Steinmeier startet Ehrenamtstag statt Feiertag zum 75. Grundgesetz-Jubiläum
Marie SchneiderSteinmeier startet Ehrenamtstag statt Feiertag zum 75. Grundgesetz-Jubiläum
Bundespräsident Frank-Walter Steinmeier hat den 75. Jahrestag des Grundgesetzes mit einem Aufruf zu mehr bürgerlichem Engagement gewürdigt. Statt den 23. Mai zum nationalen Feiertag zu erklären, führte er einen jährlichen „Ehrenamtstag“ ein, der das freiwillige Engagement fördern soll.
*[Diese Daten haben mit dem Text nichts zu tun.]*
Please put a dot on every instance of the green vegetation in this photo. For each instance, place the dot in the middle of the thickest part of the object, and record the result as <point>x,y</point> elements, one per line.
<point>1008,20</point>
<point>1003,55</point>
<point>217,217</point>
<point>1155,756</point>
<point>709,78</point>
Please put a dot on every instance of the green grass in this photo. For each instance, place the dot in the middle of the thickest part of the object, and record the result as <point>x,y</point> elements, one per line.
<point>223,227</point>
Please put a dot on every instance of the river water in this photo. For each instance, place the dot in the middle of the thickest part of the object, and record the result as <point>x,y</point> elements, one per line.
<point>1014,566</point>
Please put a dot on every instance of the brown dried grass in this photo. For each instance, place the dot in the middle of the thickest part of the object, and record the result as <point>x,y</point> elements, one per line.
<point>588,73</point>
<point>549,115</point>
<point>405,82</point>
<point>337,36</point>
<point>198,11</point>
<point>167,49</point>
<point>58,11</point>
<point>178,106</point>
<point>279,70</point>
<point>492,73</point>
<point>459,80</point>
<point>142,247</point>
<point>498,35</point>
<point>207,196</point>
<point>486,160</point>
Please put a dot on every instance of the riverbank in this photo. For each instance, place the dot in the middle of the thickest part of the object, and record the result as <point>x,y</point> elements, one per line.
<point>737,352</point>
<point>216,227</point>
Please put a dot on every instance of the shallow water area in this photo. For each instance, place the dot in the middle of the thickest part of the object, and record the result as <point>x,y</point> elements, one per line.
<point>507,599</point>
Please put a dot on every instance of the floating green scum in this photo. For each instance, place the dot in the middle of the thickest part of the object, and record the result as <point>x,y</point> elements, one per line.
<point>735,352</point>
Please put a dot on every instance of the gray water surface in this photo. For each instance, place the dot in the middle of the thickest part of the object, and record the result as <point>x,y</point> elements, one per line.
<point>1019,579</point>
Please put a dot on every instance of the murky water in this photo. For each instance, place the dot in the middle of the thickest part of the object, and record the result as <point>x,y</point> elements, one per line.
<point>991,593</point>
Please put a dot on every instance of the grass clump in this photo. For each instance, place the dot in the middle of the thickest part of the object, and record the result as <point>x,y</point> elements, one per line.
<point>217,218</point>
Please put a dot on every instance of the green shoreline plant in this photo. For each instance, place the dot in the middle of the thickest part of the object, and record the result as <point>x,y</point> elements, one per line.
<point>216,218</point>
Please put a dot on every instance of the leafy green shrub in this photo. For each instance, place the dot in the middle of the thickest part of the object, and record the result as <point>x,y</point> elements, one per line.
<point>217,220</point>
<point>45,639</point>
Die Initiative zielt darauf ab, mehr Menschen – insbesondere junge Erwachsene – für gemeinnütziges Wirken in der Gesellschaft zu begeistern.
Das Grundgesetz, die deutsche Verfassung, wurde am 23. Mai 1949 verkündet. Zum Jubiläum besuchte Steinmeier den Prinzessinnengarten, eine Berliner Gemeinschaftsgärtner-Initiative, wo er Zucchinipflanzen setzte und Spinat erntete. Sein Besuch unterstrich die Bedeutung praktischer Teilhabe in einer demokratischen Gesellschaft.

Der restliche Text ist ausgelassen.